Eine mögliche Situation:
Ein Motorrad-Fahrer wird nach einem schweren Unfall im nächstgelegenen Krankenhaus einer Notoperation unterzogen. Der Chirurg erkennt unter anderem Verletzungen an der Leber und der Lunge, die behoben werden müssen.

Die Anwendung:
Beide Organe haben eine schwammartige Struktur. Kommt es zu einem Einriss, lassen sich die Gewebeteile mit der herkömmlichen chirurgischen Naht nur schlecht verbinden. Mit dem Fibrinkleber können jedoch auch solche schwammartigen Gewebeteile optimal zusammen gefügt werden.
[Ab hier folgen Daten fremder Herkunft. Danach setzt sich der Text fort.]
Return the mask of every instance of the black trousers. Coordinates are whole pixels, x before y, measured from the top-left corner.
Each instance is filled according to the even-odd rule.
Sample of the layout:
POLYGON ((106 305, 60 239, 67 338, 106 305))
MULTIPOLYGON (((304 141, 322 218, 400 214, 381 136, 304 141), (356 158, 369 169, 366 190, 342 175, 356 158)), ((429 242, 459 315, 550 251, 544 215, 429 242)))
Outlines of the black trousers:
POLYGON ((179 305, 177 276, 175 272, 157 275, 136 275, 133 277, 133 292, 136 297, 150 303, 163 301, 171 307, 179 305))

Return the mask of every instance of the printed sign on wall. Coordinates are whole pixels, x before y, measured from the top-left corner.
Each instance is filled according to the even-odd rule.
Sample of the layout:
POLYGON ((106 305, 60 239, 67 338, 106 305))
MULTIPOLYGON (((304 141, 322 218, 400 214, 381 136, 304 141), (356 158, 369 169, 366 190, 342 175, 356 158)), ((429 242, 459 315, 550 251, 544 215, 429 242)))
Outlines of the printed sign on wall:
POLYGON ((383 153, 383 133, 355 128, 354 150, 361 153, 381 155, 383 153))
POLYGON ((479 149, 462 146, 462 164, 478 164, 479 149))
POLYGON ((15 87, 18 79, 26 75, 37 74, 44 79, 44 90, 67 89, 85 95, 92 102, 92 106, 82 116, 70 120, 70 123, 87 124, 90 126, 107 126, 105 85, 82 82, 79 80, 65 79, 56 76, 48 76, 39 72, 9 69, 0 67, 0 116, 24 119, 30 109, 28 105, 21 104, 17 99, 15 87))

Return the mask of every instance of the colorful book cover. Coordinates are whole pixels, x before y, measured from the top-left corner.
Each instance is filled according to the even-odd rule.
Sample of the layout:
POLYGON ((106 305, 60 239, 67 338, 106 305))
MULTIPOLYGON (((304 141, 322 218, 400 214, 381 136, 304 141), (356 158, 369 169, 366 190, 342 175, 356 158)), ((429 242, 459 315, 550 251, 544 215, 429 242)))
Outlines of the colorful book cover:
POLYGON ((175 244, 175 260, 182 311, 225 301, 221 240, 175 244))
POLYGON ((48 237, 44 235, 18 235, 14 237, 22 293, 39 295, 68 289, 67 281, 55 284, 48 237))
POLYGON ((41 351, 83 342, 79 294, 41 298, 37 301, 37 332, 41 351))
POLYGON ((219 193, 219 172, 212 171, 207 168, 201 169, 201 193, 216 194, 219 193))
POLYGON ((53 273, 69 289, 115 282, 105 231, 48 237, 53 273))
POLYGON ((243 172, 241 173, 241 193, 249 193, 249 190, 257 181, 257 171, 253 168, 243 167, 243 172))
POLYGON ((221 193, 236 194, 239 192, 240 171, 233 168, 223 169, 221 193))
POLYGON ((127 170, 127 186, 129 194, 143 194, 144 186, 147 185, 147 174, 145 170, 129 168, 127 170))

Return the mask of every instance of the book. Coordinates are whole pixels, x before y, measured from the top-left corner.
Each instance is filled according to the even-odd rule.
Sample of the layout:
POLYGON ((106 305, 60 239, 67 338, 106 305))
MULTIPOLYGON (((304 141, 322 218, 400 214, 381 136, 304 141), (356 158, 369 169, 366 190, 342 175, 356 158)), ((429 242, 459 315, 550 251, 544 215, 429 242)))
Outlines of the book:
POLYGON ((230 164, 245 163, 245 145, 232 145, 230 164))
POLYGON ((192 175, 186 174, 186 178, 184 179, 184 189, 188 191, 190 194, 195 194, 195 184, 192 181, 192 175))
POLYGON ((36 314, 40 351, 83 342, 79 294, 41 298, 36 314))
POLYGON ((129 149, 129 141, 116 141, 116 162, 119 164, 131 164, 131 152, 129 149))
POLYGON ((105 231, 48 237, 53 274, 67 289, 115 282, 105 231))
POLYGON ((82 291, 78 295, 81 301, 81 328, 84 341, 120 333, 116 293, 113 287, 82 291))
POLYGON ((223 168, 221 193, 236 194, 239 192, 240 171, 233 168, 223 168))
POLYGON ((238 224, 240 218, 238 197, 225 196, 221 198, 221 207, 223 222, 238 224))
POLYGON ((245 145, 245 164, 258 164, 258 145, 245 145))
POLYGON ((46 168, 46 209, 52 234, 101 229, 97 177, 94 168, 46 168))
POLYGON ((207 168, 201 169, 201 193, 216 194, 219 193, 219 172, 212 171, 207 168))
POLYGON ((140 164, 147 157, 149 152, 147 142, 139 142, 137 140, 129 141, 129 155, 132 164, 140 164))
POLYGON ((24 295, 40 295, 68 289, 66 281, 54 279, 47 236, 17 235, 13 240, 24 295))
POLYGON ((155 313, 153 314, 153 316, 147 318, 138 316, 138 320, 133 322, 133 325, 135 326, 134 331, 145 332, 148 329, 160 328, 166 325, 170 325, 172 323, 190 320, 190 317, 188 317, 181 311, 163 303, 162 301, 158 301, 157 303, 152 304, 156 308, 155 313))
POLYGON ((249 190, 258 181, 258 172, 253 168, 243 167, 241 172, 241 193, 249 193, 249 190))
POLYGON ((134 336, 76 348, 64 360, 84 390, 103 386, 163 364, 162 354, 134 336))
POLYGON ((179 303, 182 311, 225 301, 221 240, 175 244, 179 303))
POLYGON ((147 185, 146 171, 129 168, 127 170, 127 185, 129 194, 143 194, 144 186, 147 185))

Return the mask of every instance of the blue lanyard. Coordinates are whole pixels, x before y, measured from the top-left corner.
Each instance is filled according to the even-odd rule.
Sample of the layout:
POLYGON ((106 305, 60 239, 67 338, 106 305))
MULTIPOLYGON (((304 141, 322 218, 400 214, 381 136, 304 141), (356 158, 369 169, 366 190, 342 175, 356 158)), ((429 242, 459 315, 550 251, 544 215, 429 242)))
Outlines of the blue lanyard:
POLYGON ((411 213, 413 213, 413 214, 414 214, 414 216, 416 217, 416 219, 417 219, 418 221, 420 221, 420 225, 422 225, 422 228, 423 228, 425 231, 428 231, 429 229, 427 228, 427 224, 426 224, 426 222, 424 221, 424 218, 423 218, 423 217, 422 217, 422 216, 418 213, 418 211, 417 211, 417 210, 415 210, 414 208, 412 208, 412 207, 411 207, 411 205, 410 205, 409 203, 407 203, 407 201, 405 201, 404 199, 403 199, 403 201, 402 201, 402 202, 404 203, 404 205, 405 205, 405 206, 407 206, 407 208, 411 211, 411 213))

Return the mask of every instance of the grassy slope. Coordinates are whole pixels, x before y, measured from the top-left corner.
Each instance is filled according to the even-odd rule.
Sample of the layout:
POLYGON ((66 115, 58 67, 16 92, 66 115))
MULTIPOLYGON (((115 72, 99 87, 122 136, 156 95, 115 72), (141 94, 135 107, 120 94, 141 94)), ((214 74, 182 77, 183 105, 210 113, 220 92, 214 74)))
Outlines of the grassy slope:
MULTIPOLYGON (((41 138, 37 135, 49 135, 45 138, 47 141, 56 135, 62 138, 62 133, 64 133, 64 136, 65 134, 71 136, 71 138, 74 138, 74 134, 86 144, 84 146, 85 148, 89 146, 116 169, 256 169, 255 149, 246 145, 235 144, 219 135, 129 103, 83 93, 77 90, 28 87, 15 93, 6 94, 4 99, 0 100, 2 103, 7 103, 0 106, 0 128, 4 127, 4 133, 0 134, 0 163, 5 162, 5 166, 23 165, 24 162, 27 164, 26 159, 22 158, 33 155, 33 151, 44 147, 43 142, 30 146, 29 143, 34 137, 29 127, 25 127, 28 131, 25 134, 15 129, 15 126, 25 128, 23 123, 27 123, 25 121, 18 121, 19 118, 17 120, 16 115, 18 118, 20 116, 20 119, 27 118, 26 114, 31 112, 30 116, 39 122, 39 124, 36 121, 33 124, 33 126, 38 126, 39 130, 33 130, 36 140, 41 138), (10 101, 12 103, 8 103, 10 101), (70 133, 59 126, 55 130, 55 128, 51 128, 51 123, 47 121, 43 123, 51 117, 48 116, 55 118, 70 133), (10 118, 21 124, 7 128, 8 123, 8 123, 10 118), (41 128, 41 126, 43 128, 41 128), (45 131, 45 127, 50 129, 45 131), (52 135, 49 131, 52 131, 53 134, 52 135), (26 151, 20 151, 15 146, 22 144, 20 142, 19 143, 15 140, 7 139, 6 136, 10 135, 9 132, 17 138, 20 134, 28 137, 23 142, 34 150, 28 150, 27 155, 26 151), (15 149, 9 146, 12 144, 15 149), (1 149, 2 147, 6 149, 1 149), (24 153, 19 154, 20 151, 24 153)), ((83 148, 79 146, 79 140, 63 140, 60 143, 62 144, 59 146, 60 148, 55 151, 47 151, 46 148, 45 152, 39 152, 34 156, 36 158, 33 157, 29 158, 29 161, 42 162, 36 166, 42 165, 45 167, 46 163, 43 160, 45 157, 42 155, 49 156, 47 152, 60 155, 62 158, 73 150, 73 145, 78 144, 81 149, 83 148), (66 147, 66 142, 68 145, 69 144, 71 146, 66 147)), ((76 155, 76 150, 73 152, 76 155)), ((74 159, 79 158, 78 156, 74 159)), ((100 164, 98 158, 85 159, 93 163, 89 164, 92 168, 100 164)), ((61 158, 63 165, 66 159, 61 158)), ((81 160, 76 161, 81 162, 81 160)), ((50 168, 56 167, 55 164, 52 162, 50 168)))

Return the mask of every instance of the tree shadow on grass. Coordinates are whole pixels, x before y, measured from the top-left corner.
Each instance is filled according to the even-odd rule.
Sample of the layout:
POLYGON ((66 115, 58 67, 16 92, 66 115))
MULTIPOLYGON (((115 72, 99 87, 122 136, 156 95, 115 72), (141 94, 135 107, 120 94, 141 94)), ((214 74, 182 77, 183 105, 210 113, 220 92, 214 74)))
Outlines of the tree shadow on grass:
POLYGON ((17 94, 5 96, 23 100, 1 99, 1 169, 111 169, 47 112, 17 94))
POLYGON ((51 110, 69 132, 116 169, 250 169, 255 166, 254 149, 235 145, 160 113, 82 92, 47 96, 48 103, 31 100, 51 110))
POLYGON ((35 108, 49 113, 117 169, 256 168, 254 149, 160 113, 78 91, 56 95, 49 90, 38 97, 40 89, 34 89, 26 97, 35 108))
Der Fibrinkleber als Physiologisches Produkt hat überdies den Vorteil, dass das Wachstum von neuen Reparatur-Zellen gefördert und damit die Wundheilung beschleunigt wird. Der Fibrinkleber bildet eine gas- und flüssigkeitsdichte Naht beziehungsweise Klebestelle, was insbesondere bei Verletzungen der Lunge wichtig ist, aber auch beim Zusammenfügen von Blutgefäßen nach Operationen am Herzen.

Die Wirkweise:
Der Fibrinkleber ahmt den natürlichen Wundverschluss nach. Bei kleineren Verletzungen eines Gefäßes kann das Blut die Wunde selbst abdichten und verschließen. Daran sind zwei Proteine aus Blutplasma, Fibrinogen und Thrombin, beteiligt. Sie bilden, wenn sie miteinander reagieren, ein dichtes, relativ belastbares Gewebe aus Fibrinfäden. Baxter isoliert Fibrinogen und Thrombin aus Spenderplasma. Diese beiden Proteine stehen dem Chirurgen als biologischer Zweikomponenten-Kleber in Form einer Doppelkammerspritze zur Verfügung.